Cinematographer César Charlone (who, fittingly, made his feature debut with The Pope’s Toilet) shoots the proceedings with the subtlety of a Paul Greengrass film. Beware the erratic handheld movements, complete with smash zooms and every format under the sun, including glaringly clean digital, actual archival footage, new footage meant to look like archival footage, black-and-white footage, and a 70s-esque documentary look. It’s a puzzling decision, as if this scattershot approach was intended to produce an immediacy and authenticity, but instead leaves almost nothing memorable on the table when all is said and done. If Meirelles and his team had a more clear-eyed vision for some of these sequences, one imagines they would feel more immersed in the proceedings rather than the pseudo-kineticism on display.

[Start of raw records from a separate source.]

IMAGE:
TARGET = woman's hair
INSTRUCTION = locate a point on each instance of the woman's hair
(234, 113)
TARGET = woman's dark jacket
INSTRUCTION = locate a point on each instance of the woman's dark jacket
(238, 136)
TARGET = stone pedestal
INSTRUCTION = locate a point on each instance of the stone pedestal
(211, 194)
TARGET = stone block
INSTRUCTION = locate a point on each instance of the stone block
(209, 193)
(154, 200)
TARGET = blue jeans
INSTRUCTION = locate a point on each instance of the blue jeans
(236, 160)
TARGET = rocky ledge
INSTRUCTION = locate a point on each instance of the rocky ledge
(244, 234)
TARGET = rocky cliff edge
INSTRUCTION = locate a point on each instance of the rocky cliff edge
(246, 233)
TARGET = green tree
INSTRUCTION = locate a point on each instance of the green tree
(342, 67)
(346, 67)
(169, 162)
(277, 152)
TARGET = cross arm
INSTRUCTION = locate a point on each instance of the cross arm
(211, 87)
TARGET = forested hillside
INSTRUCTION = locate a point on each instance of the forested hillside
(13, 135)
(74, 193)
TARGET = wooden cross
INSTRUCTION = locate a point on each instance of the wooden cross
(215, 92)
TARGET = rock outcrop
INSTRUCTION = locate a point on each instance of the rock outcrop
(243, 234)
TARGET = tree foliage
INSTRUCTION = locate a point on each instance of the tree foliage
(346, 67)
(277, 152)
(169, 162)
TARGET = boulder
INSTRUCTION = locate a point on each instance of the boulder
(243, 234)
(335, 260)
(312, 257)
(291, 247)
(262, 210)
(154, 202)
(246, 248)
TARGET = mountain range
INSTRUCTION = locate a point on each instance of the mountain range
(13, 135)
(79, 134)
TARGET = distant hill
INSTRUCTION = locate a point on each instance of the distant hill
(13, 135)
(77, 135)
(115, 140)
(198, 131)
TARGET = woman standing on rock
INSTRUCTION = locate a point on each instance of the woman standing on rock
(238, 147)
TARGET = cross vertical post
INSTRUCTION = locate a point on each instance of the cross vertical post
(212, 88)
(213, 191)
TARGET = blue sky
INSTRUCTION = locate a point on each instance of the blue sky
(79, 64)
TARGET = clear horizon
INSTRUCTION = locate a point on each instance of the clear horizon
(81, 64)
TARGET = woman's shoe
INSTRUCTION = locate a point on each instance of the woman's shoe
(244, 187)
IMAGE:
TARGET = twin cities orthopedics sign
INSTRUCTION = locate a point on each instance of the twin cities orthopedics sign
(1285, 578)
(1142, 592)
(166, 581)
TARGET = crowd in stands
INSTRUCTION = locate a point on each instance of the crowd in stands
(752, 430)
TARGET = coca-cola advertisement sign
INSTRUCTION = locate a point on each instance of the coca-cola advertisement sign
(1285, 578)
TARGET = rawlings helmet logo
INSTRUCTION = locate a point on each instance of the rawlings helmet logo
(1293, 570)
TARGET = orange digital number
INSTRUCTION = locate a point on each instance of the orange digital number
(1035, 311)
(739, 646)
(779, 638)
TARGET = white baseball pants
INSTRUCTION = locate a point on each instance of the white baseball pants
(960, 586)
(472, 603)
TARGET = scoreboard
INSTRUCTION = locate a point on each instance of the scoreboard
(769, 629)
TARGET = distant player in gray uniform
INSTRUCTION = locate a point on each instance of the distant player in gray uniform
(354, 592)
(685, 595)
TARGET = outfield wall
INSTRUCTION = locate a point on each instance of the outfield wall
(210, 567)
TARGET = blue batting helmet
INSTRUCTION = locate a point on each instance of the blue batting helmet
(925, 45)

“Confession clears the mind of the sinner. It doesn’t help the victim,” Bergoglio tells the Pope during one of their conversations, a truism meant to convince him that the centuries of Catholic ceremony should be re-considered in light of the recent sex abuse scandals. Speaking to bringing a sense of Jesus-centered humanity to the religion, the Pope-to-be adds, “Communion is not an award for the virtuous, but food for the starving.” On their own, these are thought-provoking ideas to be batted around, but the film is more interested in conversation-starters then finding a way forward. It is a compelling set-up to get a fabricated what-if into a world of such high power, and Meirelles does effectively key-in on the excess and ritualistic nature that being the leader of 1.2 billion followers–and the money that brings in, in the name of God–has led to. “The carnival is over,” says Bergoglio when he takes his place as Pope Francis and declines the regalia that goes with the announcement. It’s a moment indicating a remediation of the past and a future free of ostentatious showboating. Then the credits feature an audience-coddling sequence meant to put a smile on the face of every viewer and, in return, stifle any feelings that there’s still immense issues to address and rehabilitate in the Catholic Church. It encapsulates just why The Two Popes feels entirely lacking in conviction.
The Two Popes opens in theaters on November 27 and arrives on Netflix on December 20.